Commentary
There is the reality all around us—restaurants struggling to survive, bills eating household income, jobs ever less secure, costs soaring for all enterprise, even the local dollar stores hitting hard times—and there are the macroeconomic statistics reported daily by the media. They seem to have ever less connection to each other.
Why do we have macroeconomic statistics? We all want to know more about the world outside of our direct experience. That is especially true for those whose livelihoods are bound up with knowing. For economics, that includes academics, investors, and just regular business people who are trying to make plans and would like to make sense of their prospects in a different market.
Starting about a century ago, a new market for data opened up. It was for government planners to exercise newly granted powers to plan the economy better than markets. The idea was that with better data, they could do a better job in adjusting outcomes in a way that would be more socially optimal.
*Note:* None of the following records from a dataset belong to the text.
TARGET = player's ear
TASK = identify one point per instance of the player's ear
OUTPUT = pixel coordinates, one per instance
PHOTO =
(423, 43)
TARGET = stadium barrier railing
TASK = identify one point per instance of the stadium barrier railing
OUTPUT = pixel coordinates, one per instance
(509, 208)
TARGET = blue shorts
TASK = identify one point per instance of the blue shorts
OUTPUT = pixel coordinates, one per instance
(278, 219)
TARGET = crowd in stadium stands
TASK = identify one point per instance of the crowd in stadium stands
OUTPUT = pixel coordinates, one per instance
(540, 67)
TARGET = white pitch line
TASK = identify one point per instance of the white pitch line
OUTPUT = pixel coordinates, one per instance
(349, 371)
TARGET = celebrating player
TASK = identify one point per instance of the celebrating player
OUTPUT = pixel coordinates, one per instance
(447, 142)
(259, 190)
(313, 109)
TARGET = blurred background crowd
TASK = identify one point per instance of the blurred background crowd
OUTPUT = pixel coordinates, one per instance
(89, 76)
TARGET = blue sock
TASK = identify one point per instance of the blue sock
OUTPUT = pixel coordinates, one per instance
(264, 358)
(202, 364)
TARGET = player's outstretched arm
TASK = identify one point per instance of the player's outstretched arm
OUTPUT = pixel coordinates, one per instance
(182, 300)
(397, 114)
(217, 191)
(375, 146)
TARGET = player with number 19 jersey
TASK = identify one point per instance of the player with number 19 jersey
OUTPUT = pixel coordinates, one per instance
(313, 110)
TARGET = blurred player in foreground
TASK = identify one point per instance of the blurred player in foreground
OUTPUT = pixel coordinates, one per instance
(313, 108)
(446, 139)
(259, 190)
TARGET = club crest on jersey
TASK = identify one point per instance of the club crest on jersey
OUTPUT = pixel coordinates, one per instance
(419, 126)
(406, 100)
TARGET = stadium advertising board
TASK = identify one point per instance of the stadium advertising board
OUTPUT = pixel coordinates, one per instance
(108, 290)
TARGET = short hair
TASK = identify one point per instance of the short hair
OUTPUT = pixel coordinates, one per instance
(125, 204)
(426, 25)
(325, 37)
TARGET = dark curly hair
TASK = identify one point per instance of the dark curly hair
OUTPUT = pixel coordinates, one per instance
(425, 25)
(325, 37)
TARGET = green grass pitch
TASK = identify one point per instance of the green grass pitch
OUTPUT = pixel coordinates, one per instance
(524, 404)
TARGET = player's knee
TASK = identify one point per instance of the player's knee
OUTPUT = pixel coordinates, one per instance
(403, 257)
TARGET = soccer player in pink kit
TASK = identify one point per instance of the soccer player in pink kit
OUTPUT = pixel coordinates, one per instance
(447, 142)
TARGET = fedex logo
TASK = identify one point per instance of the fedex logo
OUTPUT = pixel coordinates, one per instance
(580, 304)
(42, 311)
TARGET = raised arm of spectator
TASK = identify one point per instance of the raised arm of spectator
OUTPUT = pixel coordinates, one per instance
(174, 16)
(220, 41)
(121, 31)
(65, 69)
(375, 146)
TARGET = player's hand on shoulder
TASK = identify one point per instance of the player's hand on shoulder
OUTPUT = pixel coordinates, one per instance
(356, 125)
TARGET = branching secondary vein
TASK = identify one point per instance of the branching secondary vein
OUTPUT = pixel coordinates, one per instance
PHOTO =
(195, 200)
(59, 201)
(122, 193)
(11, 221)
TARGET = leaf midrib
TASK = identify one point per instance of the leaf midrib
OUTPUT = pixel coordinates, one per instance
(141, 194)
The data collection industry was born. And it grew and grew, taking a huge leap in the 1930s during which time governments and central banks embarked upon a grand plan to tame business and trade cycles. They imagined themselves to have various levers in control rooms, with handles and names like “fiscal policy” and “monetary policy.” They would pull and push these levers to smooth out the recklessness of markets.
If you head to Washington, D.C. today and go to the Federal Trade Commision, you will see an impressive statue from the 1930s called “Man Controlling Trade.” It’s a muscular man representing government and a wild horse representing the market economy. The man is successfully keeping the market in check. That’s how it was imagined to work back then and still today.
To be sure, we’ve learned that the reality is otherwise. It is more like the horse is riding the man or actually the horse is pulling the man, depending on your perspective. The man only intervenes to get something for himself, not serve the public. If that outlook sounds dark, have a look at the operation of any sector of economic life and look at it honestly. You will see, if you look carefully, that the storied vision of how it is supposed to work contradicts the reality.
In any case, back to statistics. Consistent with the way in which our times have lost faith in so much of what is called “science,” the science of data collection for purposes of economic planning has not gone well. For instance, back in the 1960s, it was widely believed that there was a consistent tradeoff between inflation and unemployment. When one was up, the other was down. It was said to be possible to control each element by manipulating the other.
To some extent, the Fed’s Jerome Powell seems to believe something like this now. His idea of controlling inflation was not, at least overtly, to better manage the money stock but rather to “slow down” economic growth that is believed to be the underlying cause of inflation. At least that is what he said.
And yet when you think about this alleged tradeoff, it keeps being contradicted by reality. In the 1970s, we saw our first big bout of what was named stagflation, when both inflation and unemployment were high. At that point, the Fed had no idea what to do. And in our own time, we had low inflation and low unemployment for nearly two decades when suddenly they began to see-saw in strange ways with lockdowns. Unemployment soared but inflation stayed low, until inflation rose and unemployment went back down. Now we are seeing inflation still high and unemployment rising with it.
That’s a problem with the theory, but there’s an even more fundamental problem with the data collection itself. When we see numbers and charts, there is something in the modern human brain that suspends incredulity. We simply take it for granted that what we are seeing is true.
We saw this in COVID. The charts were everywhere: exposure, infection, cases, hospitalizations, and deaths, and they were presented in waves. We thought we were following the science. We were told to look at the data and follow the science. We heard it over and over like a mantra. But people rarely if ever stopped and wondered: is any of this even true?
Obviously the case and infection data is entirely contingent on testing, and the testing results were themselves contingent on accuracy, and the death data were contingent upon a judgment call concerning the cause of death. Put it all together with possible errors and what do you end up with? We came to realize that much of what we were being told was accurate was in fact complete gibberish.
Sadly, the same thing is happening in economics today. What the Bureau of Labor Statistics reports as true inflation does not comport with anything being pushed by industry. Groceries are a good example. The Consumer Price Index (CPI) lists them as up 20 percent over four years but industry puts the figure closer to 34 percent. It’s the same with cars: the rates of inflation are double what government reports. Meanwhile, many costs are not reported at all, such as taxes, interest, or home prices.
It reaches absurdity with home prices because government reports “Owners Equivalent Rent” rather than, you know, the actual home prices. We end up with figures that are twice as high as government reports.